13.12.2018 07:21 |

Maria Alm

Ein „Geister-Hotel“ für Zweitwohnsitze

Wird ein „Großbeherbungsbetrieb“ als Deckmantel benutzt, um reichen Briten und Niederländern einen Zweitwohnsitz in Maria Alm zu verschaffen? Zumindest liegt dieser Verdacht beim „Clubhotel Hinterthal“ nahe. Der Betreiber sitzt in den Niederlanden, Mitarbeiter gibt es vor Ort keine. Und bald wird ausgebaut.

Gähnende Leere im schmucken Hauptgebäude mit seinen 19 Appartements, es scheint niemand da zu sein. Weder das Hotel-Personal, noch Urlauber. Auch die acht Chalet-Häuser wirken lebensleer. Die „Krone“ griff zum Hörer und wählte die Nummer, die im Internet angegeben ist: Der Hausmeister hebt ab. Für Buchungen solle man eine Mail schreiben, rät er.

Trotz Luxus ist kein Hotel-Personal vor Ort

Vor Ort gibt es jedenfalls keine Rezeption oder derartiges, die Betreiberfirma - die „Clubhotel Hinterthal GmbH“ - wird laut Firmenbuch von einem niederländischen Architekten geführt.

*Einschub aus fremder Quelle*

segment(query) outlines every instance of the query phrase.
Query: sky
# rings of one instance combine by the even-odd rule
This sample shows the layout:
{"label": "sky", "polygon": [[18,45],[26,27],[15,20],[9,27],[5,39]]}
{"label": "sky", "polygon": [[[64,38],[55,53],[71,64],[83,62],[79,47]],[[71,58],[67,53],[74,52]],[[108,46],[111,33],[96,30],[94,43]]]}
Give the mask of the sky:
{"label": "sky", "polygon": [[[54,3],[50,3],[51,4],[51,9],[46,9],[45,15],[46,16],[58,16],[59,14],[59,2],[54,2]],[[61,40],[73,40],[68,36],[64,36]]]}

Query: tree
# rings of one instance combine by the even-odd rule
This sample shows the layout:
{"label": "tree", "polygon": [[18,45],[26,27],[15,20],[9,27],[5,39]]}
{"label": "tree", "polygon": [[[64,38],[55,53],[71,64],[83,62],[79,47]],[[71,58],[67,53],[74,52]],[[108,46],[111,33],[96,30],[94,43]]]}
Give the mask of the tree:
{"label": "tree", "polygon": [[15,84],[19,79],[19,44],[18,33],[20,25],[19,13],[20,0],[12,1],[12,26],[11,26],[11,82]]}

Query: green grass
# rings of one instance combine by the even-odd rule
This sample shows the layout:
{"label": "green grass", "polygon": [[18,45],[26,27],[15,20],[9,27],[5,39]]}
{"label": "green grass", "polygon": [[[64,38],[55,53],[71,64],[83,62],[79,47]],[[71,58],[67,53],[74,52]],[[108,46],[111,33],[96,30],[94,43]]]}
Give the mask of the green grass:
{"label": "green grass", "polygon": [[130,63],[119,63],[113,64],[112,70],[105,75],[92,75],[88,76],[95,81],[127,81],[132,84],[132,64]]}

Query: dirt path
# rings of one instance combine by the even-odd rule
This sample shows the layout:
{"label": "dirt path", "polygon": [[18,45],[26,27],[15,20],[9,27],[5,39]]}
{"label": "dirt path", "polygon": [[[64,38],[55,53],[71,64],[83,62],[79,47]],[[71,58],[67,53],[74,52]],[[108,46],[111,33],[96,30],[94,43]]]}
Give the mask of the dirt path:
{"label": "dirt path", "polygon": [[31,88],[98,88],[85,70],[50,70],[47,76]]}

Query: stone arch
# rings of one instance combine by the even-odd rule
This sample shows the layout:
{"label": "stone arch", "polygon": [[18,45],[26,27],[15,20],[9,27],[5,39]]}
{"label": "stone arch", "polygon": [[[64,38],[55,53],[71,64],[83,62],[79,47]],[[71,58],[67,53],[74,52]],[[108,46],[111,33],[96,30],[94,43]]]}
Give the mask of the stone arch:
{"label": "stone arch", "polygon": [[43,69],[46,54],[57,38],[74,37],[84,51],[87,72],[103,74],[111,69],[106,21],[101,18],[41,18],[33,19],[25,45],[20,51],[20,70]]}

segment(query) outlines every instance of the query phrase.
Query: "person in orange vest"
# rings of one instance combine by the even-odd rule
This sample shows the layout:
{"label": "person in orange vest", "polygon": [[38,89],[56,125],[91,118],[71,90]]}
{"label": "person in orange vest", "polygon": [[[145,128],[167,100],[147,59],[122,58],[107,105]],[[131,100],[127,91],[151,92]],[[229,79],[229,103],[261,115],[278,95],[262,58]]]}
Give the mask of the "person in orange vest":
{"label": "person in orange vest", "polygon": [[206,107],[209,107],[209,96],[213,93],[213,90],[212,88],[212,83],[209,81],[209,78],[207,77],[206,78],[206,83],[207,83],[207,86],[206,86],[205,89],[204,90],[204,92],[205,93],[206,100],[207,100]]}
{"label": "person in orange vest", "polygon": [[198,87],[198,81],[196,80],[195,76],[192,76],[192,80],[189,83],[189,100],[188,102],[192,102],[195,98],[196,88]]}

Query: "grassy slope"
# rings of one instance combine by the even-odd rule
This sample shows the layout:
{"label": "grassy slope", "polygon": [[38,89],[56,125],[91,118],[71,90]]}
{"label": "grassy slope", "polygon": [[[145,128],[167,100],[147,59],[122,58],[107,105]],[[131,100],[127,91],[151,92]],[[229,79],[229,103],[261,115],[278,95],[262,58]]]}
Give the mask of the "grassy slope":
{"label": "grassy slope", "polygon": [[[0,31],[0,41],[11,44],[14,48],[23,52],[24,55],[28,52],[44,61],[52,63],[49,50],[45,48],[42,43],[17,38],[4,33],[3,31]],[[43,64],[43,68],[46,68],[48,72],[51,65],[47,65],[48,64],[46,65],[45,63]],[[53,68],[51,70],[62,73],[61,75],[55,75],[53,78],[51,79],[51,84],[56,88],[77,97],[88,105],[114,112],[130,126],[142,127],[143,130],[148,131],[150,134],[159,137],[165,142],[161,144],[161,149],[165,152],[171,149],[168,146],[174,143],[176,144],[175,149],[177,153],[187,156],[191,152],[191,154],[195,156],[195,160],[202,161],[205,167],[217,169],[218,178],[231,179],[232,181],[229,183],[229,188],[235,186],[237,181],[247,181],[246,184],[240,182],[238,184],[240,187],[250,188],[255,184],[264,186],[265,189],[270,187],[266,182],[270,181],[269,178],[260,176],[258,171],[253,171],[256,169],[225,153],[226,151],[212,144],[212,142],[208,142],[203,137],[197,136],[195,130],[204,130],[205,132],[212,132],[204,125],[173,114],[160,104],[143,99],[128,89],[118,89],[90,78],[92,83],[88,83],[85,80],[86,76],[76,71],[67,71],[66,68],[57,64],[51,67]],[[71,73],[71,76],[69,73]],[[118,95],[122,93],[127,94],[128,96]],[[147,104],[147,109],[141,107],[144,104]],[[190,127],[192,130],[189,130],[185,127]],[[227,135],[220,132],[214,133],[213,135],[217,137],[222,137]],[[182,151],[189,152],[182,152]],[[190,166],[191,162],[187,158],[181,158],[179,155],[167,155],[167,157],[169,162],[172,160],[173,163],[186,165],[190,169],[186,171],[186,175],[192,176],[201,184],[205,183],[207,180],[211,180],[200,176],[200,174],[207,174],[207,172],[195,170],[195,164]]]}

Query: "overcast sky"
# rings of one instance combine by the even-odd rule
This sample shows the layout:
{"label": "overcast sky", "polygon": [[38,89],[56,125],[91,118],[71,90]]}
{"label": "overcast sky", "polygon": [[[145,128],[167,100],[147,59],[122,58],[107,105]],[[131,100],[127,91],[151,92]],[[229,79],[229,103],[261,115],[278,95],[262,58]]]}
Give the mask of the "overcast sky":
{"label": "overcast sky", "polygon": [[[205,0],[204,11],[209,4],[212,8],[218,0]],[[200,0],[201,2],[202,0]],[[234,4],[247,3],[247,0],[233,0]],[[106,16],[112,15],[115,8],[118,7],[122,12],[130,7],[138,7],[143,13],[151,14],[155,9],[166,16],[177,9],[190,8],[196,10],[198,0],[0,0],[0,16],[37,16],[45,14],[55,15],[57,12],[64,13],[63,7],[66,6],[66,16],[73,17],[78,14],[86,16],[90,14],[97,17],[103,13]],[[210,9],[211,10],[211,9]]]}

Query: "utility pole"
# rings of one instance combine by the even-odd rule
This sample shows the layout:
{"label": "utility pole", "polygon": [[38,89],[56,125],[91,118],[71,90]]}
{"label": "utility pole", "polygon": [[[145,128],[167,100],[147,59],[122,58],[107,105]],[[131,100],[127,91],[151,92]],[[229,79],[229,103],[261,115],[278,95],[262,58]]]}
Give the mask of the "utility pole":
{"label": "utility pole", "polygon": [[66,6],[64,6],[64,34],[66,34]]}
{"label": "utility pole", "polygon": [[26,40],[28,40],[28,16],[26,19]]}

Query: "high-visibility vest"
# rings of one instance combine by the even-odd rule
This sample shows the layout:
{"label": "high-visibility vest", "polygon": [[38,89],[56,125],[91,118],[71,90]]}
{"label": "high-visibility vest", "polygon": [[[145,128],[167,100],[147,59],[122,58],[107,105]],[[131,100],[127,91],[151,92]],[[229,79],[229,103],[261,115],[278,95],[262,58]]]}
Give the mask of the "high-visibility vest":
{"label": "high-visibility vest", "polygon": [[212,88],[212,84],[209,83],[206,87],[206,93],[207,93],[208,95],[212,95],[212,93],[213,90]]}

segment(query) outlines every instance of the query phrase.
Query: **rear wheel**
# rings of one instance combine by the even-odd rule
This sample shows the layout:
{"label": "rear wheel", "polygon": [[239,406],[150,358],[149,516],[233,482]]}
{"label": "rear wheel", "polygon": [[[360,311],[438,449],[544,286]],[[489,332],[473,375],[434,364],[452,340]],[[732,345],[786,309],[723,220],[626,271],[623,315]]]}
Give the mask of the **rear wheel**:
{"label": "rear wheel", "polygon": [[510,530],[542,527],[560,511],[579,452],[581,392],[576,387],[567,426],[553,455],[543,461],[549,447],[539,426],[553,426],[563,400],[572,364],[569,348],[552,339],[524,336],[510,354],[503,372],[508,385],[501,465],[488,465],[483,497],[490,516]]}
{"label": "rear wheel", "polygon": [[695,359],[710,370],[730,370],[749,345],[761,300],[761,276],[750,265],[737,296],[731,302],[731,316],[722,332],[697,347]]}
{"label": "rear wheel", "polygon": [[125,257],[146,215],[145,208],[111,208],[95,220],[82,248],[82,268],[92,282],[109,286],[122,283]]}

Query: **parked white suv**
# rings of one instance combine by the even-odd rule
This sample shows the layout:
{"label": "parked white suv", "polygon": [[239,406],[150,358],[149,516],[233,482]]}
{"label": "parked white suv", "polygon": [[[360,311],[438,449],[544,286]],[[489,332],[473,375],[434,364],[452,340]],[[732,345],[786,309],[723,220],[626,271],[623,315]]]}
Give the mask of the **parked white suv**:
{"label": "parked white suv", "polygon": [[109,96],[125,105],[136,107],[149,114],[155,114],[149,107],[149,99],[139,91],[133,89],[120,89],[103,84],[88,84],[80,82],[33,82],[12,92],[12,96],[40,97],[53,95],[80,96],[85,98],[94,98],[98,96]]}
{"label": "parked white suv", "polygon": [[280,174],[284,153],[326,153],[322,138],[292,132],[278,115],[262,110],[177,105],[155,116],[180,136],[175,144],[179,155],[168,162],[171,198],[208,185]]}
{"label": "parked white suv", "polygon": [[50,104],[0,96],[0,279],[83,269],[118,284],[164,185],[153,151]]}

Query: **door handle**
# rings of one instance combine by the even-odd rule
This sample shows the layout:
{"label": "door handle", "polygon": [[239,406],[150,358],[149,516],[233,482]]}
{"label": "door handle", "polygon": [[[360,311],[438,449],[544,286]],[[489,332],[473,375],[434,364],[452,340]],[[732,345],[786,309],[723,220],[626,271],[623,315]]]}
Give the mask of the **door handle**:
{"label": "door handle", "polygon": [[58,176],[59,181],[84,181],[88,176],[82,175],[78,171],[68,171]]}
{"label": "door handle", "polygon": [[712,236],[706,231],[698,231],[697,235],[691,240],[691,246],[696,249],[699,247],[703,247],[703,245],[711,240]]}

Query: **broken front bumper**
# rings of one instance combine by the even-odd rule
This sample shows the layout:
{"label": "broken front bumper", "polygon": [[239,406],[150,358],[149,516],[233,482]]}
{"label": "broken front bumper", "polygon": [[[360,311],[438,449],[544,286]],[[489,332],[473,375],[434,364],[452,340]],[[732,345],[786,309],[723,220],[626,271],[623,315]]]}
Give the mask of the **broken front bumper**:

Hierzulande hat dieser jedenfalls keinen Wohnsitz.

Dem Flächenwidmungsplan nach ist das ganze Areal am kleinen, malerischen Florysee als „Beherbergungsgroßbetrieb“ ausgewiesen, teilt die Gemeinde auf Nachfrage mit. Errichtet wurden die Gebäude zwischen 2005 und 2006. Zwei Jahre vor Baubeginn wurde die Gesellschaft gegründet. 2007 startete der Betrieb.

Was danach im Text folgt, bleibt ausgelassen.